Douanes: le chantier de la dématérialisation avance à grands pas

L’Administration des Douanes passe à la vitesse supérieure en matière de dématérialisation.

Le dépôt des déclarations physiques sera supprimé et l’échange automatique de données devrait être instauré. Le contrôle sera également durci.

La dématérialisation des procédures de la Douane s’accélère. Dans son édition du 28 février, L’Economiste rapporte que l’Administration des Douanes a, en effet, pris nombre de mesures: signature électronique, suppression du dépôt physique des déclarations, paiement électronique, s’inscrivent dans cette stratégie, de même que «la suppression du dépôt physique des déclarations, les DUM».

Dans le pipe également, l’instauration du paiement électronique et l’installation d’une brigade nationale de lutte contre la fraude et la contrebande. Dans ce contexte, la Douane durcit ses vérifications via le contrôle après la mainlevée. Objectif: «inciter les agents de la Douane à être pointilleux».

Parallèlement, l’administration a instauré une cellule centralisée d’analyse du risque pour explorer l’ensemble des données au niveau des opérations de dédouanement et d’autres administrations, particulièrement celle des Impôts. La Douane compte mieux explorer les datas pour orienter efficacement les contrôles. Les datas serviront également à l’échange de données avec d’autres pays. «Une opération pilote d’échange de données avec les administrations douanières de quatre pays est menée», affirme d’ailleurs L’Economiste. Le but est d’identifier les fausses déclarations.

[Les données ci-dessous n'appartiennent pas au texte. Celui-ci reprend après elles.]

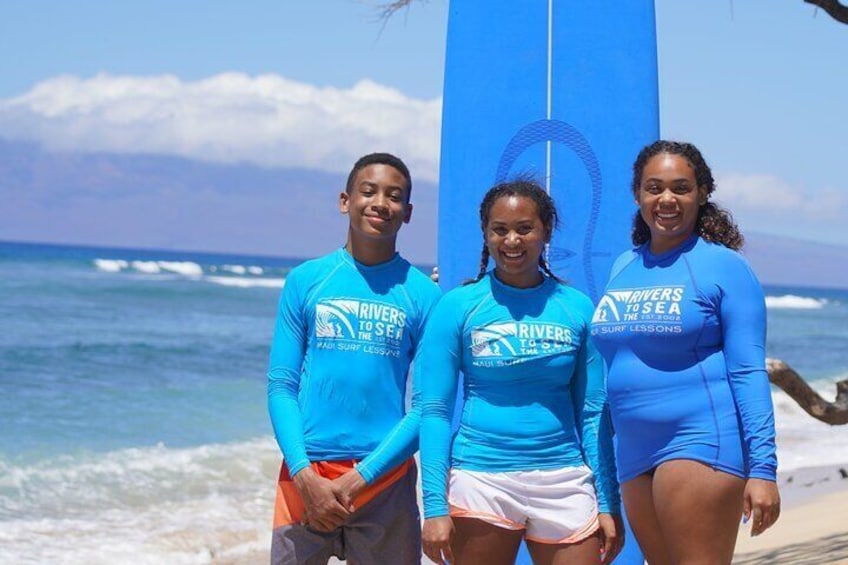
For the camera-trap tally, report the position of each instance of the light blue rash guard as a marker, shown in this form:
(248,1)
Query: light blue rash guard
(344,339)
(533,387)
(683,334)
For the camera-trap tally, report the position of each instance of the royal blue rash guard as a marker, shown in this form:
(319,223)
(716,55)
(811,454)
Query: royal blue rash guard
(344,339)
(533,387)
(683,335)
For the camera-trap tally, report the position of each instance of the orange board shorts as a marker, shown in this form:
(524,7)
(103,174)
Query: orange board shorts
(288,506)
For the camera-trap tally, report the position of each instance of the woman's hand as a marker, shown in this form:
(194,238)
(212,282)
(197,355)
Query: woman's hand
(435,539)
(762,504)
(611,533)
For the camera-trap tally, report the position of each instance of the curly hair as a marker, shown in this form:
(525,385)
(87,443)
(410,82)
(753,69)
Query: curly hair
(714,223)
(545,208)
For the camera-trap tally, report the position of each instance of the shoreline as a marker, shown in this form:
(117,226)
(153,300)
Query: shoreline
(813,523)
(812,528)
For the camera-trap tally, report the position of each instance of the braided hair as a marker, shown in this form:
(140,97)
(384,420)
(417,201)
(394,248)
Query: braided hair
(545,208)
(714,223)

Il faut dire que la sous-facturation ne faiblit pas.

Selon le journal, l’Administration des Douanes aurait redressé pour 11 milliards de dirhams de valeur générant des droits et taxes additionnels de 2,7 milliards de dirhams. Elle s’est basée sur les prix alertes émanant des études des structures des prix réalisées avec les associations professionnelles. L’échange de données devrait accélérer le règlement de ce problème de sous-facturation.

Et qui dit sous-facturation dit contrebande. A ce propos, L’Economiste croit savoir qu’une nouvelle stratégie est en préparation. Elle serait même l’une des priorité de l’Administration, en raison des enjeux sur l’emploi et la valeur ajoutée.

Si les saisies se sont inscrites en hausse de 15% en 2017, elles devraient encore s’intensifier en 2018 à hauteur de +30% à 40%.

Pour soigner sa relation avec les entreprises, la Douane a mis en place la GRC, destinée à la gestion de la relation client-entreprise. Les entreprises bénéficieront de conseils gratuits de la Douane.